Improving Disclosure for Public Life Science Companies

In recent years, the Life Sciences sector has been one of the hottest sectors for initial public offerings. With the growing market for life science companies has come increased scrutiny of their public disclosure. Companies launching new offerings of securities are subject to intense review by the Securities and Exchange Commission (SEC) staff and, in addition, the SEC staff generally reviews the disclosure documents of all SEC-registered companies at least once every three years.

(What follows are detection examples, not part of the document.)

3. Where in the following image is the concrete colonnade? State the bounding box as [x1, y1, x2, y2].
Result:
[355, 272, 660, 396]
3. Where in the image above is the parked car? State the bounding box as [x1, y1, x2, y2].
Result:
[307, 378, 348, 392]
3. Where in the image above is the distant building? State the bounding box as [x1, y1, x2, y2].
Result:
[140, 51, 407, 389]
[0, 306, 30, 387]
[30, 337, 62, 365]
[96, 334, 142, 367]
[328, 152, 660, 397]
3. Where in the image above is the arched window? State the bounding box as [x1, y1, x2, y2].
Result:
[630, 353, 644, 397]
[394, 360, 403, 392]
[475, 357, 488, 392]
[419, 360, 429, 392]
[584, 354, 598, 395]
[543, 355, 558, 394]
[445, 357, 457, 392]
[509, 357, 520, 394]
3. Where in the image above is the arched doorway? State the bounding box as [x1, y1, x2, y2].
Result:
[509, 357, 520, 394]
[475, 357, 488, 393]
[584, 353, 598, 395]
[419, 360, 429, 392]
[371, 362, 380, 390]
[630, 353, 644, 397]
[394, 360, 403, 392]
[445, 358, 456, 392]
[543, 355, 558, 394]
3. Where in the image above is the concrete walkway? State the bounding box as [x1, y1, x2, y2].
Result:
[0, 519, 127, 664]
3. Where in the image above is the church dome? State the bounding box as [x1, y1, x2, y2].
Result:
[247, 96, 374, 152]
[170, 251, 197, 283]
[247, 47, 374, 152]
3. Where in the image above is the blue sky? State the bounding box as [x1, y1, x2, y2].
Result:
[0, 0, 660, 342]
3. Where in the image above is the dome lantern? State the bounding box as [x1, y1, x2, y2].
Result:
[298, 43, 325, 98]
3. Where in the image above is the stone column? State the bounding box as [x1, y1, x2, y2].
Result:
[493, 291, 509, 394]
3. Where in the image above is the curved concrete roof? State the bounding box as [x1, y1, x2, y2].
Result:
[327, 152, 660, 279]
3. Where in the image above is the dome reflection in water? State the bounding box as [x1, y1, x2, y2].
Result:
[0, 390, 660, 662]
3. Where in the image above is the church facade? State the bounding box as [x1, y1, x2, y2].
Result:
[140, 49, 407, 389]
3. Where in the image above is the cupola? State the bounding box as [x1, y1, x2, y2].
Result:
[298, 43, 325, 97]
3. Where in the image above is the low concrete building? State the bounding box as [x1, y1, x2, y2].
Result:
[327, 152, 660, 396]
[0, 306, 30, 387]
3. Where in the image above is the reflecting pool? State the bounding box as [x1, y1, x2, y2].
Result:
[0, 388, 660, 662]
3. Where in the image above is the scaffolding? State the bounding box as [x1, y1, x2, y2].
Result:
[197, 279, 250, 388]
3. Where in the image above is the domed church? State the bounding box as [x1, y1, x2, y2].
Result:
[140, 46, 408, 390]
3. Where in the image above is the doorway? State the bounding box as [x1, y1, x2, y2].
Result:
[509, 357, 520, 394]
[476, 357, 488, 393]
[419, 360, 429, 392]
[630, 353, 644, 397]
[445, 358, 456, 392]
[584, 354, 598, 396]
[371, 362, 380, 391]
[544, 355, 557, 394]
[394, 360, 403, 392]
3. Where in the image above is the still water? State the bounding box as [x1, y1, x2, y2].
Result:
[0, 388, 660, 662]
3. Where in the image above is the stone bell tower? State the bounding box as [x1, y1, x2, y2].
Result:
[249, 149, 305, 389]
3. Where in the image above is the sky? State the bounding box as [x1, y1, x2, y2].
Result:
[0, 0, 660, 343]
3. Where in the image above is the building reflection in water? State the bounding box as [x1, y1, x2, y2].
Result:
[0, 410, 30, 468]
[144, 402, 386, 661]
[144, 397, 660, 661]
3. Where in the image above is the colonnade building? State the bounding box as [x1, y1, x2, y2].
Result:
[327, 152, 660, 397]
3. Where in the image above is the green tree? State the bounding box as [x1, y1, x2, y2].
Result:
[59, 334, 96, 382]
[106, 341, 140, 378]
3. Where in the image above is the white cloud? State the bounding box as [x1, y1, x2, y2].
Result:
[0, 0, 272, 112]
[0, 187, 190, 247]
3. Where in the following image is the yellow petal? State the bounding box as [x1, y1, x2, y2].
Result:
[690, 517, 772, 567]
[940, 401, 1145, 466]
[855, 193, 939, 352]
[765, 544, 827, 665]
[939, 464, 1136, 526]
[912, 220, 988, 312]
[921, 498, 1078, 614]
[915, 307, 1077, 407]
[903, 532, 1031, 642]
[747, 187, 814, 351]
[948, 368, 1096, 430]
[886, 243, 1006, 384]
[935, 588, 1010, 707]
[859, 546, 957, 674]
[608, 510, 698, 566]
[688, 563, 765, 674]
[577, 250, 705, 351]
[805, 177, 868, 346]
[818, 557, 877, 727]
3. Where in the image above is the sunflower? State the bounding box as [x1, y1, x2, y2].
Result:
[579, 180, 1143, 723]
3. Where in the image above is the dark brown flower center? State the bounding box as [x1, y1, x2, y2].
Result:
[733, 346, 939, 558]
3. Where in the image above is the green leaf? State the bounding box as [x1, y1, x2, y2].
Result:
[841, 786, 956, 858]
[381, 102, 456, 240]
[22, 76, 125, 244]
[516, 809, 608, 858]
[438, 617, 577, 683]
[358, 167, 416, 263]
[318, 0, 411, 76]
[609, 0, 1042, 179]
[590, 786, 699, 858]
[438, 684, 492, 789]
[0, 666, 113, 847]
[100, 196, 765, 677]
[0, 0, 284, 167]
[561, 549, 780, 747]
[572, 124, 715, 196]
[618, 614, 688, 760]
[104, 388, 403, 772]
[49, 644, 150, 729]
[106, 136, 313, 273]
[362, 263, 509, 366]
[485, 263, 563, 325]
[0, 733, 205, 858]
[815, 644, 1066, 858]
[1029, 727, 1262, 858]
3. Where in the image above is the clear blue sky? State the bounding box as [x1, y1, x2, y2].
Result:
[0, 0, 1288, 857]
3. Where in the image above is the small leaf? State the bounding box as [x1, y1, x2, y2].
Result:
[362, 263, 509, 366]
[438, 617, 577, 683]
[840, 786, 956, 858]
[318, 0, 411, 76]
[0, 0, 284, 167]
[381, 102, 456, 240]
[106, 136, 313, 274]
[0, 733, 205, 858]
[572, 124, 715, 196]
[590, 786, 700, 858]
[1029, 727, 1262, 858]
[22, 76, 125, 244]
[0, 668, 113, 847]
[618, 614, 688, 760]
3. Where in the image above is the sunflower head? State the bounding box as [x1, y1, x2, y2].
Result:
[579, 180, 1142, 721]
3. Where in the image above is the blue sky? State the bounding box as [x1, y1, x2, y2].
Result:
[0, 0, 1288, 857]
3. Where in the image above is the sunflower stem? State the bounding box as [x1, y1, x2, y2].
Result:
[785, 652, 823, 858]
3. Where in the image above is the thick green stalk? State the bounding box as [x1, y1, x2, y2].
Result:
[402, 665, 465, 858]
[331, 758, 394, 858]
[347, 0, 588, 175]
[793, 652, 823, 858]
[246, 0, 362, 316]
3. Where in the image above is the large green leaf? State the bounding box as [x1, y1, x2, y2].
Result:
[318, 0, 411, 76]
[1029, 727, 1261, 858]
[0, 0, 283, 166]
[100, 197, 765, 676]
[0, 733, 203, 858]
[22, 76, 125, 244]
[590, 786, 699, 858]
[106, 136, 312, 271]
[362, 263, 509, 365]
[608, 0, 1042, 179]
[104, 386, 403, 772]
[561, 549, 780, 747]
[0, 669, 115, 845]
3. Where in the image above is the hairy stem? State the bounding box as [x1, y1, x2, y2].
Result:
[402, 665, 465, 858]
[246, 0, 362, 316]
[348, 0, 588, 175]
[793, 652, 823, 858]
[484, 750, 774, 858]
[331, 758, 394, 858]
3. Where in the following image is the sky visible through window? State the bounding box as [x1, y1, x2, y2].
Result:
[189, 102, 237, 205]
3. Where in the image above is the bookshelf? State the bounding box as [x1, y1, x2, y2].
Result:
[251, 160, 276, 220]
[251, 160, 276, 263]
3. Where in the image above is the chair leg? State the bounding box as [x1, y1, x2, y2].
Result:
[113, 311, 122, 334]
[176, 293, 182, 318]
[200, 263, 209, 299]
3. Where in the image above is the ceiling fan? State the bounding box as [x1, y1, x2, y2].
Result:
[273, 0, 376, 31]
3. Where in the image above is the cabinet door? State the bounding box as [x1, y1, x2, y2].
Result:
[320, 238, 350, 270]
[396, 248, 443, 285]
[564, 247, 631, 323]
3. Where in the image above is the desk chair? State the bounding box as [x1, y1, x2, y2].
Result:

Based on a recent review of recent SEC staff comments, we have compiled the following observations on ways life science companies can improve their disclosure documents and minimize unpleasant surprises from the SEC staff:

  • Technical terms which are unfamiliar to non-experts should be defined in the document (e.g., iontophoresis, reticulocytes, or receptor tyrosine kinase).
  • The financial statements should include a clear and complete discussion of revenue recognition policies, including the effects of sales returns and revenue and cost sharing arrangements which may affect revenue.
  • The Annual Report on Form 10-K and other disclosure documents includes a Management’s Discussion and Analysis of Financial Condition and Results of Operations (MDA) section, which should include, among other things, a thorough discussion of known trends and uncertainties.
  • The MDA should describe material uncertainties caused by potential regulatory actions by the FDA and other agencies.
  • If the company has received FDA warning letters, it must address its disclosure obligations for contingencies related to those letters.
  • Company-specific material risk factors should be described, e.g. risks associated with the Company’s FDA trials, product tests and studies, and product liability (including the amount of product liability insurance coverage, to the extent material).
  • The terms of significant strategic partnership, product development, manufacturing, and license agreements should be disclosed.
  • If the company receives significant grant revenues, it should consider providing a description of the grant application process and the amount of grants received in each of the past two years.
  • The timing and status of any material investigational new drug (IND) applications should be disclosed.
  • If the company has significant research and development (R&D) expenses, the company should consider providing a description of its R&D process and a breakdown of total personnel and other expenses by the types of costs included in R&D (i.e. personnel-related costs, consulting, travel, lab supplies, depreciation, stock-based compensation, and miscellaneous expenses).

Especially in the context of a pending offering, having issues such as those mentioned above arise unexpectedly could cause costly delays. Thorough drafting and review can help the company to move through the SEC review process more smoothly.